理を通す術を心得ている。ゆえに命さえ明確であればこやつはそれを叶える。

 

「では、正面からは攻めませぬ。道を断ち、流れを切り、水を締め、飯を締める。時間はかかりますが、こちらの損耗は最小です」

 

 秀吉は目を細めた。

 

 その言い方に、ほんの少しだけ半兵衛の影があるようで、余計に腹が痛んだ。

 だが官兵衛の口から出る以上、それはもう半兵衛の優しさではない。損害計算だ。

 

「ただし」

 

 官兵衛が続ける。

 

「敵方の被害と怨嗟は、相応に増えますが」

 

 相応、では済まぬだろう。

 

 飢えは人を削る。

 飯がなければ、理も礼も削れる。

 それを秀吉は知っている。

 知っているから、その先に何が溜まるかもわかる。

 

 城内に残る者の腹。

 子の泣き声。

 年寄りの目。

 それを想像してしまう。

 半兵衛は、そういうものを敵に対してすら想像してしまう男だった。

 

 秀吉は、それを継ぎきれない。

 

 善き人ではない。

 半兵衛ほどには。

 ねねほどにも。

 だが、全く捨てたわけでもない。

 その半端さが、いちばん厄介だった。

 

 もし信長なら、もっと早かっただろう。

 必要ならば切る。

 全部呑むと言う。

 それで済む。

 

 もし半兵衛と官兵衛が二人だけで策を練れば、もっと別の最適があったかもしれぬ。

 苦しみを減らし、味方も敵も少しでも長く生かしながら、それでも勝つ手。

 あの二人なら考えたかもしれぬ。

 

 だが自分には無理だ。

 

 自分は半端者だ。

 善だけでは動けず、合理だけでも割り切れぬ。

 味方だけはどうしても守りたい。

 だから結局、敵へ寄せる。

 

 その寄せた怨嗟を、自分が呑むつもりで前へ出るしかない。

 

 秀吉はそこで初めて振り返った。

 

 官兵衛は、いつもの顔でこちらを見ている。

 冷えている。

 だが冷えたまま、命じられたことはやる男だ。

 

「官兵衛」

 

「は」

 

「構わぬ。
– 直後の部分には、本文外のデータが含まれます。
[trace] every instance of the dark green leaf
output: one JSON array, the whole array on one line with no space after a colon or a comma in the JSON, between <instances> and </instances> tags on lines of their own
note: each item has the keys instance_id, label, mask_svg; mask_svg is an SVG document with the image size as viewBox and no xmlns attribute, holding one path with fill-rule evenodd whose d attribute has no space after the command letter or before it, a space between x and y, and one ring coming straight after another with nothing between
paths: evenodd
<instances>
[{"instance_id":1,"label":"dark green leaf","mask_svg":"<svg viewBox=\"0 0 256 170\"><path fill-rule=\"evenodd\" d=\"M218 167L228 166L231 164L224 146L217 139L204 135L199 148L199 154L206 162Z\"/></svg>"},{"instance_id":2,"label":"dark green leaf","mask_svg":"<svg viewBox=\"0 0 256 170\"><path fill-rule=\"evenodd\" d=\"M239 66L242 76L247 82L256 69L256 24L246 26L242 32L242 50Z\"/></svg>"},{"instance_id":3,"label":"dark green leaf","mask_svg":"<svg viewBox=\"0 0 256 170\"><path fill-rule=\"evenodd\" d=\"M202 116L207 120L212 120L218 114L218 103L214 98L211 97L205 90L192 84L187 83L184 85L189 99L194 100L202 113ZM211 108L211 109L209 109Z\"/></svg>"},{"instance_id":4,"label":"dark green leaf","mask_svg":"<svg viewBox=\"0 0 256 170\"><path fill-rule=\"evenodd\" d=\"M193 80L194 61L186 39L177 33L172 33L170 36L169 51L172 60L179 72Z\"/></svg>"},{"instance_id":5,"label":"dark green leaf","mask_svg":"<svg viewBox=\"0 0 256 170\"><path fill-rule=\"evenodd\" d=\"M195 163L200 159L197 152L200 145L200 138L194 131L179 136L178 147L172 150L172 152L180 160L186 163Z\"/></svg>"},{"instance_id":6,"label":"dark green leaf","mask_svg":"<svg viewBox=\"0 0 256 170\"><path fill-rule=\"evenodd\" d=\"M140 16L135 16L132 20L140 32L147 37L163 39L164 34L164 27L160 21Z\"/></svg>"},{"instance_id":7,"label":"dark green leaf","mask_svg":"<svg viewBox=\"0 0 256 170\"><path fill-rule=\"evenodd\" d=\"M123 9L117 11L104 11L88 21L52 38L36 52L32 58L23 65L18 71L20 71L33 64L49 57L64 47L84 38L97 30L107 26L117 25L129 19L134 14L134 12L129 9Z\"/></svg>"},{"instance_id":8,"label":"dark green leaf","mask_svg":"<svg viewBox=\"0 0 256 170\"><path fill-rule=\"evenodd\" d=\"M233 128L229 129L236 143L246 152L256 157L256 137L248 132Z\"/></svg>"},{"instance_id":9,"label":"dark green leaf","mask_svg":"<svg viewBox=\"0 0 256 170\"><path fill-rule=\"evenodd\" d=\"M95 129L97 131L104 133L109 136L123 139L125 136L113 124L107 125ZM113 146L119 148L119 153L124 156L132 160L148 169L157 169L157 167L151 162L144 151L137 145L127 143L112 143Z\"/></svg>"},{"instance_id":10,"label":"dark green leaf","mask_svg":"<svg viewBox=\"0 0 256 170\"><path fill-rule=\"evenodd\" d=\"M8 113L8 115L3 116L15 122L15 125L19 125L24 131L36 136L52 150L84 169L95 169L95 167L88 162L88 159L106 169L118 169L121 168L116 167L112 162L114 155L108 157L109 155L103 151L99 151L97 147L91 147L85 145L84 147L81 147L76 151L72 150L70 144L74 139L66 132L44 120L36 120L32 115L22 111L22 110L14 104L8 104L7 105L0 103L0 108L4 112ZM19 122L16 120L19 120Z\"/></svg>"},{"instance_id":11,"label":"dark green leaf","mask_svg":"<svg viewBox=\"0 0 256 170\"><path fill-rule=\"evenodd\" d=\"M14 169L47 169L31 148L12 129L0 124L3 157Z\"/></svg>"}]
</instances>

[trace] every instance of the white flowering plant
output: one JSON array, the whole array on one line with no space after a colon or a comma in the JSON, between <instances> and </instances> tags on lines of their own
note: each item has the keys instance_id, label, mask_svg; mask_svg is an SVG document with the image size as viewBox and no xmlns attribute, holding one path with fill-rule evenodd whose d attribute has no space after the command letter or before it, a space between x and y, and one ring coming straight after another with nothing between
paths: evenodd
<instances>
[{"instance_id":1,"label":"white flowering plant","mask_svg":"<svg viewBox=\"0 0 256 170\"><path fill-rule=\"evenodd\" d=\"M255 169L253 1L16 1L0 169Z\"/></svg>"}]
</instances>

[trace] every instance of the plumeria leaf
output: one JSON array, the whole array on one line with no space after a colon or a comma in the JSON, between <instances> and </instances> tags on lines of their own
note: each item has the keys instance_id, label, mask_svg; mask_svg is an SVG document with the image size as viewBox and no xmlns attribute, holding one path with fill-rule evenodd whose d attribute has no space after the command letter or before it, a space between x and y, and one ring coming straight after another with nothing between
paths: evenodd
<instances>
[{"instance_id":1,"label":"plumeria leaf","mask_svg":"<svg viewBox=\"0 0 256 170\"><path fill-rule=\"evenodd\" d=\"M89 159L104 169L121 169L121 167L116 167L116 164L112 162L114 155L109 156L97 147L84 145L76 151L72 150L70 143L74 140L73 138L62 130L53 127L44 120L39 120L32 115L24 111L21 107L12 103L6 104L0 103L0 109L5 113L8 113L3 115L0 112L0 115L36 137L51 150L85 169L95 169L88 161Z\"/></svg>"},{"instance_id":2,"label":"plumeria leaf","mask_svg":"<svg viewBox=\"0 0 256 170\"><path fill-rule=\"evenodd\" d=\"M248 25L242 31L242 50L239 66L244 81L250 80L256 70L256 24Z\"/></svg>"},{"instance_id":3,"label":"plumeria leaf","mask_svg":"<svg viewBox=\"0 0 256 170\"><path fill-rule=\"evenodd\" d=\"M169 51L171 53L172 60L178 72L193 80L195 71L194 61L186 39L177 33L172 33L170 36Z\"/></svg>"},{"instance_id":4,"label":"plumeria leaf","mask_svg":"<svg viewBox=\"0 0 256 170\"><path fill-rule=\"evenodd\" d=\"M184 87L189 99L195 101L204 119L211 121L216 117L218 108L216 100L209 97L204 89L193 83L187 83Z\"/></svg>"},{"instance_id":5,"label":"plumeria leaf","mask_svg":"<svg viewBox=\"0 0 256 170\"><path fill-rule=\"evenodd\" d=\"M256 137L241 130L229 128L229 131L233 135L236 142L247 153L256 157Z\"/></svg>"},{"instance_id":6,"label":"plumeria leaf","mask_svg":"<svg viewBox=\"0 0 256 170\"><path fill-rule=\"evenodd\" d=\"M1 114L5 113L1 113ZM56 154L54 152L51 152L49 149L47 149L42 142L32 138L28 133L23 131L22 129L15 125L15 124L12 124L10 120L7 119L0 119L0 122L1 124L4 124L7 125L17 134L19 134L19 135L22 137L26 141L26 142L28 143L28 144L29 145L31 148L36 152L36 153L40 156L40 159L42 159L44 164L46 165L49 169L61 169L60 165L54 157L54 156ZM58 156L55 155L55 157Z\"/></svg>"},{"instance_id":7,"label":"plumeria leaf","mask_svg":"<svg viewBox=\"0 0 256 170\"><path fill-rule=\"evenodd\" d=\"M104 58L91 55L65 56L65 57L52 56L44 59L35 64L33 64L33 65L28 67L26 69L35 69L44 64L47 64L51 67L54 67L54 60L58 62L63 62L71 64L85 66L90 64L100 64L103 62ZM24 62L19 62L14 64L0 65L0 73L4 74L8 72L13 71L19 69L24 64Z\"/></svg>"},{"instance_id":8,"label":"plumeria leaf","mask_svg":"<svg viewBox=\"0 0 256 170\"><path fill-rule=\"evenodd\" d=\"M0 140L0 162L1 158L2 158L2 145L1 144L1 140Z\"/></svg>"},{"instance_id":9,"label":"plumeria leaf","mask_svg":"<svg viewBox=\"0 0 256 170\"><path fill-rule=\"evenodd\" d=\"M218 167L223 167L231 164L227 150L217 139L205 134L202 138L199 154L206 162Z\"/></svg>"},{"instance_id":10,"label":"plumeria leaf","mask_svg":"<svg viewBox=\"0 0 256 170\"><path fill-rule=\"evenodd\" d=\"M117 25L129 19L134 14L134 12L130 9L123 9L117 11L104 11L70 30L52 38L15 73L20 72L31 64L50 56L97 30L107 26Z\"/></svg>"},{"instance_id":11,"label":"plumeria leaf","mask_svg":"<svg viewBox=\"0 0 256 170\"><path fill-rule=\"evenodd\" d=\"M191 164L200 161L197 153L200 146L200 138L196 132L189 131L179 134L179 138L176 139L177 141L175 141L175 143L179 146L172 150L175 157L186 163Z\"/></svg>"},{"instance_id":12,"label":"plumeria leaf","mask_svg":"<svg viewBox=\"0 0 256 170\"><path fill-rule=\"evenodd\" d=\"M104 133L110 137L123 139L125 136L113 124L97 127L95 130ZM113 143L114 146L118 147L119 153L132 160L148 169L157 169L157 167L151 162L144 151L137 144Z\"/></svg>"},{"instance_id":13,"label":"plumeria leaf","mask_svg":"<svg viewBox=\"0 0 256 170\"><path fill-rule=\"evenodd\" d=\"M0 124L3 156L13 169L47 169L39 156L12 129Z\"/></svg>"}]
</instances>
可能な限り、極限まで味方の被害を減らせ」

 

 官兵衛の目が、ほんの少しだけ細くなる。

 先を読んだのだろう。

 

「敵は」

 

「そんなもんは」

 

 秀吉は一度言葉を切った。

 

 半兵衛の顔が浮かぶ。

 稲葉山を返した男。

 長浜で風の向きを見て、百姓の顔を見て、戦が嫌いなくせに、この中国までついてきた善い男。

 その善さを、自分は半分しか持てなかった。

 

「……そんなもんは、わしが呑む」

 

 声は思ったより低く、静かに出た。

 

「やれ」

 

 官兵衛は深く頭を下げた。

 

「は」

 

 それだけだった。

 

 秀吉はもう一度、三木の城を見た。

 

 風が吹いている。

 半兵衛なら、きっとその風の流れを読んだだろう。

 どこで呪いが濃くなるか、どこへ苦しみが沈むか、この城が落ちたあと何が残るか、全部見えていたはずだ。

 

 その上で、苦しんだのだ。

 

 秀吉は、そこまで善くはなれない。

 だがせめて、味方だけは守る。

 

 その偏りだけは、どうしても捨てられなかった。

 

 三木の干殺しは、そうして始まった。

 

 善き人が死んだ、そのすぐあとに。